The Loc here maybe not in the main file, considering the case

// in .h
#define DEFINE(X) in X;
#define DEFINE_Y DEFINE(Y)

// in .cc

DEFINE_Y

How should this behave when if the same token is used multiple times inside a macro and the uses are different? Could we add this to tests?
E.g.

#define W(a) class a { void test() { int a = 10; } }
W(foo); // <-- `foo` is a variable of a class?
jvikstrom marked 2 inline comments as done.

Address comments.

jvikstrom marked an inline comment as done.Jul 17 2019, 12:29 AM
jvikstrom added inline comments.
clang-tools-extra/clangd/SemanticHighlighting.cpp
207

The spelling loc is still going to be in DEFINE_Y I think. And we only highlight arguments in macros. (Added a testcase though)

jvikstrom marked an inline comment as done.

Fixed edge case when removing conflicting tokens.

clang-format

How should this behave when if the same token is used multiple times inside a macro and the uses are different? Could we add this to tests?
E.g.

#define W(a) class a { void test() { int a = 10; } }
W(foo); // <-- `foo` is a variable of a class?

I had completely missed that there could be conflicting tokens when only highlighting macro arguments as well. Added code to just remove conflicting tokens.

I had completely missed that there could be conflicting tokens when only highlighting macro arguments as well.

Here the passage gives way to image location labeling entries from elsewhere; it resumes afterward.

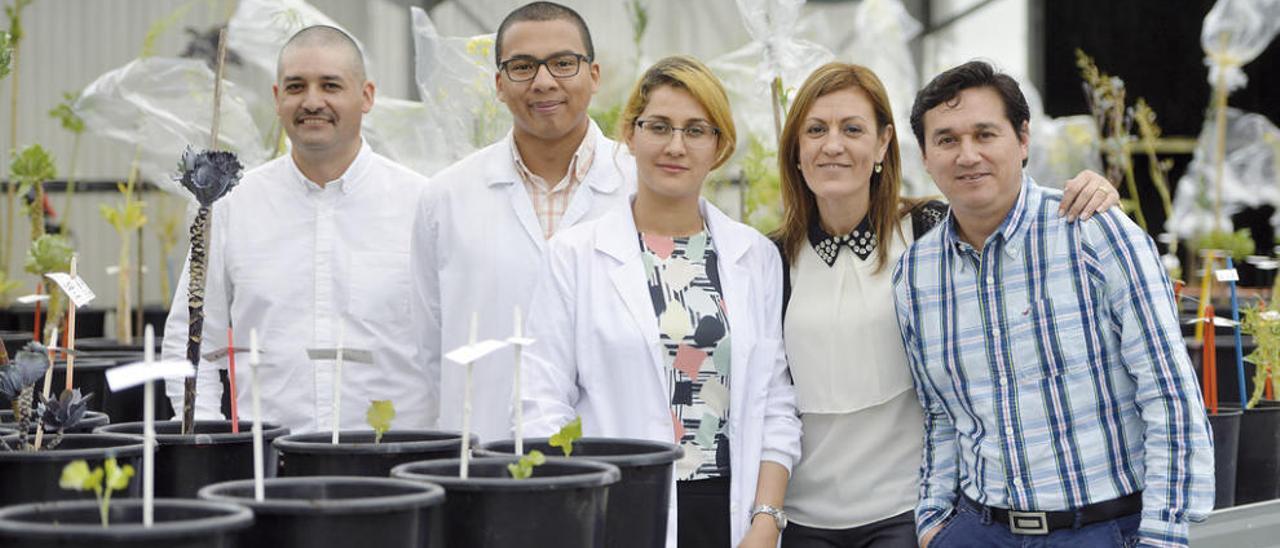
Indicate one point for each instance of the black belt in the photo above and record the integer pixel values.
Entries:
(1042, 523)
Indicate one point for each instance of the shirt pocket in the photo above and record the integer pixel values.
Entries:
(1054, 341)
(379, 287)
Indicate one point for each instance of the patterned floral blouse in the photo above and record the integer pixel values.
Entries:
(684, 282)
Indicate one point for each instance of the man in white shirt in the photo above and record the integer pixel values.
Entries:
(480, 231)
(311, 250)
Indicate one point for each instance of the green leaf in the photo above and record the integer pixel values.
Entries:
(118, 476)
(67, 115)
(78, 476)
(5, 54)
(49, 254)
(32, 165)
(379, 418)
(524, 469)
(1238, 243)
(570, 433)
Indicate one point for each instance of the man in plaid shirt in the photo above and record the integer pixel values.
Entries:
(1060, 402)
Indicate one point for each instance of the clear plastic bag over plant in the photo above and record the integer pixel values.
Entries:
(775, 51)
(1060, 147)
(160, 105)
(1234, 33)
(456, 82)
(1249, 177)
(883, 44)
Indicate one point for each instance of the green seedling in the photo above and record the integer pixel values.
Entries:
(525, 467)
(570, 433)
(101, 480)
(379, 418)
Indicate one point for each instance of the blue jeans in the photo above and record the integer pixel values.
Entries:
(973, 526)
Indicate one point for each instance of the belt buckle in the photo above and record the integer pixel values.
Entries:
(1028, 523)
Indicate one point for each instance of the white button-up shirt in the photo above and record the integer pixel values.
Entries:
(305, 265)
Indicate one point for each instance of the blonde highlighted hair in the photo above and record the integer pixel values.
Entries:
(690, 74)
(799, 204)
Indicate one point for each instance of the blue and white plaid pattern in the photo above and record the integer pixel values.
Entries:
(1052, 370)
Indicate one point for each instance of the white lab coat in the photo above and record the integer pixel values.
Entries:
(598, 354)
(476, 250)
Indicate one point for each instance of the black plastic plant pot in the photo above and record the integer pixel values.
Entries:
(1257, 474)
(112, 345)
(90, 320)
(14, 341)
(356, 453)
(91, 421)
(1226, 442)
(32, 475)
(562, 505)
(211, 455)
(337, 511)
(640, 498)
(90, 378)
(178, 524)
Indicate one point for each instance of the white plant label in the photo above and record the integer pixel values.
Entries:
(74, 287)
(32, 298)
(357, 355)
(140, 371)
(472, 352)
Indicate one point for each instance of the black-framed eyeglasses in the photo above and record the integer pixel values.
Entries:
(695, 133)
(524, 69)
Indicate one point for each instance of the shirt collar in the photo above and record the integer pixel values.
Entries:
(348, 181)
(1015, 222)
(862, 241)
(577, 165)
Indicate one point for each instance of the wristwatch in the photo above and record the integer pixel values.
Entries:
(780, 517)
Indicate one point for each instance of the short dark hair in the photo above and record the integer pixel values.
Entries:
(324, 36)
(543, 10)
(947, 86)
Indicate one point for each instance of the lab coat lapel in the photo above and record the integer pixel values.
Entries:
(502, 177)
(731, 241)
(617, 238)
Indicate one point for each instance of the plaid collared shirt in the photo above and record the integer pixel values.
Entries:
(1052, 370)
(551, 201)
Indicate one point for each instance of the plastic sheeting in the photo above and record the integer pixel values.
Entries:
(456, 82)
(160, 105)
(1234, 33)
(1249, 177)
(882, 44)
(1060, 147)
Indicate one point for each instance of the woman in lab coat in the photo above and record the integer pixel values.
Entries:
(662, 320)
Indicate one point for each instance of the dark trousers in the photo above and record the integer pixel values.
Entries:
(897, 531)
(973, 526)
(702, 514)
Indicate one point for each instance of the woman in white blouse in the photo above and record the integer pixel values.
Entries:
(662, 320)
(844, 229)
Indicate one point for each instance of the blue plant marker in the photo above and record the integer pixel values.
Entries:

Added code to just remove conflicting tokens.

Picking one of the highlightings looks fine, but we probably want to make sure it's deterministic. Given that we use sort now, I bet it won't be. Maybe include kinds into comparison as well? That's not a perfect solution, but would at least make sure the user-visible behavior is not random.
Could you add tests for that case too?

hokein added inline comments.Jul 17 2019, 2:13 AM
clang-tools-extra/clangd/SemanticHighlighting.cpp
207

ok, I don't have an exact case for macros now, but my gut feeling tells me we will encounter cases where the Loc is not in main file.

here is a test case for declarations, we will visit the foo() decl in test.h as well. This could be addressed in a separate patch.

// test.h
void foo();

// test.cc
#include "test.h"
void foo() {}

I had completely missed that there could be conflicting tokens when only highlighting macro arguments as well. Added code to just remove conflicting tokens.

Picking one of the highlightings looks fine, but we probably want to make sure it's deterministic. Given that we use sort now, I bet it won't be. Maybe include kinds into comparison as well? That's not a perfect solution, but would at least make sure the user-visible behavior is not random.
Could you add tests for that case too?

Already added the case you sent a comment on in the test case. (look at the top of it)
Don't understand what you mean with the sort though. Kinds are already included in the comparator for sort. After the call to unique the only tokens that will share ranges are the ones that have different kinds.

Could just have a custom comparator in the call to unique that only compares the tokens' ranges which would leave us with the token whose kind is the lowest when there are conflicting ones. But do we really want to highlight anything when there are conflicts?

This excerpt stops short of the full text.